お父さんがいたらきっと叱られるだろう、だけど今はいないから問題なし。
「それにしても、よく共通点があったよね」
「共通点?」
「うん、夜道にたまたま出会っただけでしょ?」
「…………うん、そうだよ?」
嘘だった。
酔った勢いでー……なんて言えるわけがない。
私も怒られるだろうし、ジローさんへの矛先はもっと向いてしまうだろう。
嘘をつくのはとても申し訳ないけれど、そこは……ちょっとぼかしておきたい気分。
「どうやって付き合うことになったの?」
「それは……ジローさんからの告白が」
「夜道にたまたま出会っただけなのに? 行動力やばくない?」
う。そうなのだ。
きっかけの行為というか、肝心な部分を端折って説明している所為で、どうしても突飛な行動に思われてしまう。
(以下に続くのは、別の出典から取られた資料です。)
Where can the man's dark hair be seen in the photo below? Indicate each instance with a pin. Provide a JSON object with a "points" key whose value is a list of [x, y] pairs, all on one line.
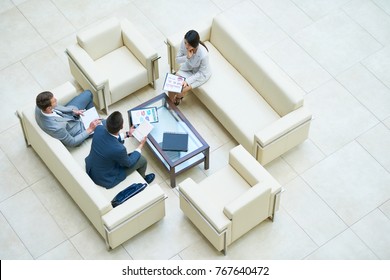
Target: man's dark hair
{"points": [[192, 38], [43, 100], [114, 122]]}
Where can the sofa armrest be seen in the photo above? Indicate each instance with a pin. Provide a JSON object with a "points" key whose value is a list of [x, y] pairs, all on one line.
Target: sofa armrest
{"points": [[254, 201], [204, 206], [248, 167], [283, 126], [146, 199], [140, 48], [87, 66]]}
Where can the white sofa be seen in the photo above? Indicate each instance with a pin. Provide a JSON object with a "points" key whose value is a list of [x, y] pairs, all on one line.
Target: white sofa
{"points": [[248, 93], [232, 201], [113, 60], [116, 225]]}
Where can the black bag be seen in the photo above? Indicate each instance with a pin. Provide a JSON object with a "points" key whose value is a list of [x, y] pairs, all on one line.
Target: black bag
{"points": [[130, 191]]}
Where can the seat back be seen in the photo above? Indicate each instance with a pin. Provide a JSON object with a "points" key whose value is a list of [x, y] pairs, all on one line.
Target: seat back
{"points": [[101, 39], [274, 85]]}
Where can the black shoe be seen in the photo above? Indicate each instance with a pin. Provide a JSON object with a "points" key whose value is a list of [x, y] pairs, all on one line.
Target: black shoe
{"points": [[178, 100], [149, 178]]}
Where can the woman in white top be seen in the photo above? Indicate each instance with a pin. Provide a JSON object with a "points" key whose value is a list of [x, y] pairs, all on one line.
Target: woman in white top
{"points": [[193, 58]]}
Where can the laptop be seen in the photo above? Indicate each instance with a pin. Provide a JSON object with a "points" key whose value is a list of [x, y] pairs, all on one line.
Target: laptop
{"points": [[174, 141]]}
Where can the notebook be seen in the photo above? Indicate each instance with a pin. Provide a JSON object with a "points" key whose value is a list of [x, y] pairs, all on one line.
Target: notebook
{"points": [[139, 115], [173, 141]]}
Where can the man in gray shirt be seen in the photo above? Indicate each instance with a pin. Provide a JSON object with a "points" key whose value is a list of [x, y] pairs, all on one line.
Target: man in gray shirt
{"points": [[63, 122]]}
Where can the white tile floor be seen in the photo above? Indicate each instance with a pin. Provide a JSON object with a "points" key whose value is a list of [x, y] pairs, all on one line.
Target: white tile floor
{"points": [[337, 199]]}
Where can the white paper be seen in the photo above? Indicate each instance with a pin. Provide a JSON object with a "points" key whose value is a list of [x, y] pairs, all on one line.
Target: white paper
{"points": [[88, 116], [173, 83], [144, 114], [142, 130]]}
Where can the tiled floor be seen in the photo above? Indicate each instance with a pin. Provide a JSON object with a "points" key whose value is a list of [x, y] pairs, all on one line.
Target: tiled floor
{"points": [[336, 203]]}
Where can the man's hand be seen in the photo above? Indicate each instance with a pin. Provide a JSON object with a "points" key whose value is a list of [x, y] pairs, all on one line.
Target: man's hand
{"points": [[142, 143], [130, 132], [78, 112], [93, 125]]}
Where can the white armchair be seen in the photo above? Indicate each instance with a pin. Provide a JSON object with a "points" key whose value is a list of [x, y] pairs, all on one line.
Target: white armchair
{"points": [[232, 201], [113, 60]]}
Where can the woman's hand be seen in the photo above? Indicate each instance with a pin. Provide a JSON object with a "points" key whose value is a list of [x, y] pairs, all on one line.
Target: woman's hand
{"points": [[190, 53]]}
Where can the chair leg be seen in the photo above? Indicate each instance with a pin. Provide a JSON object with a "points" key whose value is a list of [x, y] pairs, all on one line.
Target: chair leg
{"points": [[224, 251]]}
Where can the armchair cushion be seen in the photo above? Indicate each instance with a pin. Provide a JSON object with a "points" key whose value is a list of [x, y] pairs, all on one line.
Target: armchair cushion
{"points": [[124, 72], [112, 59], [241, 210], [101, 39], [233, 200]]}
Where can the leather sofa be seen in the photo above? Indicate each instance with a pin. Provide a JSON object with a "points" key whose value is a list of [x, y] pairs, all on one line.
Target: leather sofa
{"points": [[231, 201], [115, 225], [261, 107]]}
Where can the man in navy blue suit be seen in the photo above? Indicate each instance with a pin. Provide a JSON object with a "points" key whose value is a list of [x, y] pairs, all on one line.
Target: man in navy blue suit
{"points": [[108, 163]]}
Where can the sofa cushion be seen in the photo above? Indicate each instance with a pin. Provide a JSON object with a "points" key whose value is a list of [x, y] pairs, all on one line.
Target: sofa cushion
{"points": [[260, 71], [101, 38], [238, 106]]}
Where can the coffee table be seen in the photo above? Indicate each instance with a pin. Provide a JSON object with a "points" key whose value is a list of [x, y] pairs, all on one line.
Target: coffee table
{"points": [[171, 119]]}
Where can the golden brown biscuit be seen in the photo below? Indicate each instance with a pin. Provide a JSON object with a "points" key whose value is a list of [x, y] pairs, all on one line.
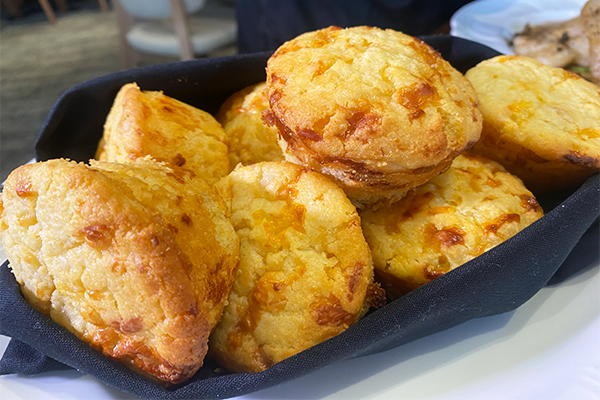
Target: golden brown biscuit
{"points": [[304, 265], [250, 139], [451, 219], [136, 260], [377, 111], [541, 123], [151, 124]]}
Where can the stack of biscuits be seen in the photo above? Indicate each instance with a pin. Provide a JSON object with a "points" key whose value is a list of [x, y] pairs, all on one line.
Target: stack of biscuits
{"points": [[357, 166]]}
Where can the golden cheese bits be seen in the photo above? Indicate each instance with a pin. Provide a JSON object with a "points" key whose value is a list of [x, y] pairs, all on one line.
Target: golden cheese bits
{"points": [[377, 111], [305, 269], [451, 219], [251, 140], [541, 123], [135, 259], [148, 123]]}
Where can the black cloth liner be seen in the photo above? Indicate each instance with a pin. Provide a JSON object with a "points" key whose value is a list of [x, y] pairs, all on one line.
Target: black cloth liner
{"points": [[498, 281]]}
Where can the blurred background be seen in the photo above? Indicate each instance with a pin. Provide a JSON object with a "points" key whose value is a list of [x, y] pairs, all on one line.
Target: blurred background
{"points": [[40, 60]]}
といっても……うーん…………言うわけにもー…………。
「はーちゃん、何か隠してるでしょ」
「ぴえっ!? な、何も隠してないよ!?」
「ずっと同じカップ磨いてるけど。隠し事する時の癖は治ってないんだね」
持ってるカップがいつも以上にピカピカだった。
咳払い一つ、カップを棚に仕舞う。
振り返る時には、とびっきりの笑顔で――
「みーちゃん、お代わりどう?」
「誤魔化すな。はーちゃんは誤魔化すのヘタだからすぐわかるよ」
「うぅ」
これは……もう、隠していられないのかもしれない。
「えっとね、その……」
かくかくしかじか。
全部を話し終わった後。
「はぁ~…………」
みーちゃんは大きな溜め息を吐いた。
「ごめんはーちゃん、ちょっと酷いこと言うよ。あんたバッカじゃないの?」
だよね、確かにそうだよね。
客観的にはそう見えるよね、だけど。
「でもねみーちゃん、私後悔してないよ?」
「そりゃそうでしょうよ、今現在進行形で付き合ってるんだから。でも別れたらどうなるの? 汚点でしか無くなるよ?」
気持ちは解る。だけどその言い方には少しムッと来る。
「別れないし、汚点にもならないよ。私はジローさんと出会ったこと後悔してないから」
「だってそれは、その人はどうしようもないくらい家事が絶望的だからでしょ? 尽くせるからでしょ? ………………あ、だから通い妻みたいに足繁く彼氏の家に行ってるの!?」
「ち、違うよっ! それはないっ!」
慌てて両手を何度も振る。話題が話題なだけに、きっと顔は真っ赤になっているだろう。
それでもみーちゃんの訝しげな視線は止まらない。
「そ……それ、一回だけだし……」
「は!? 猿になってんじゃないの!?」
「なっ、ならないよ!!」
「逆にどうなってんのよ!? 解脱でもしてんの!?」
そんな事言われても困る。とても困る。
興味がないわけではない。無いのだけれども。
自分で言うのはとても恥ずかしいものがある。だから言わないのだ。それが正しい、うん。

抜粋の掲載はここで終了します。